Taylor’s career stretched more than five decades. While she did not have widespread mainstream success, she was revered and beloved by blues aficionados and earned worldwide acclaim for her work, which including the bestselling song “Wang Dang Doodle” and tunes such as “What Kind of Man Is This” and “I Got What It Takes.”
Taylor appeared on national television numerous times, was the subject of a PBS documentary and had a small part in director David Lynch’s “Wild at Heart.”
Taylor was nominated seven times for Grammy Awards and won in 1984. Taylor last performed on May 7 in Memphis at the Blues Music Awards.

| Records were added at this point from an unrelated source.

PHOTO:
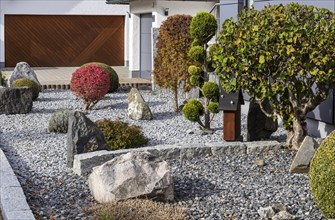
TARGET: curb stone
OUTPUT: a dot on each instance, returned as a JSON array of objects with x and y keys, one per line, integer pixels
[
  {"x": 13, "y": 203},
  {"x": 84, "y": 163}
]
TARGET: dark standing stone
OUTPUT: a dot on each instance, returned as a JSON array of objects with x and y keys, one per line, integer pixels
[
  {"x": 16, "y": 100},
  {"x": 83, "y": 136},
  {"x": 260, "y": 127}
]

Born Cora Walton just outside Memphis, Taylor said her dream to become a blues singer was nurtured in the cotton fields outside her family’s sharecropper shack.
Orphaned at 11, Koko — a nickname she earned because of an early love of chocolate — moved to Chicago at age 18 with her soon-to-be-husband, the late Robert “Pops” Taylor, in search of work.
The break for Taylor came in 1962, when arranger-composer Willie Dixon, impressed by her voice, got her a Chess recording contract and produced several singles (and two albums) for her, including the million-selling 1965 hit, “Wang Dang Doodle,” which she called silly but which launched her recording career.
From Chicago blues clubs, Taylor took her raucous, gritty, good-time blues on the road to blues and jazz festivals around the nation, and into Europe. After the Chess label folded, she signed with Alligator Records.
In most years, she performed at least 100 concerts a year.
In addition to performing, she operated a Chicago nightclub, which closed in November 2001 because her daughter, club manager Joyce Threatt, developed severe asthma and could no longer manage a smoky nightclub.
Survivors include her daughter, husband Hays Harris, grandchildren and great-grandchildren.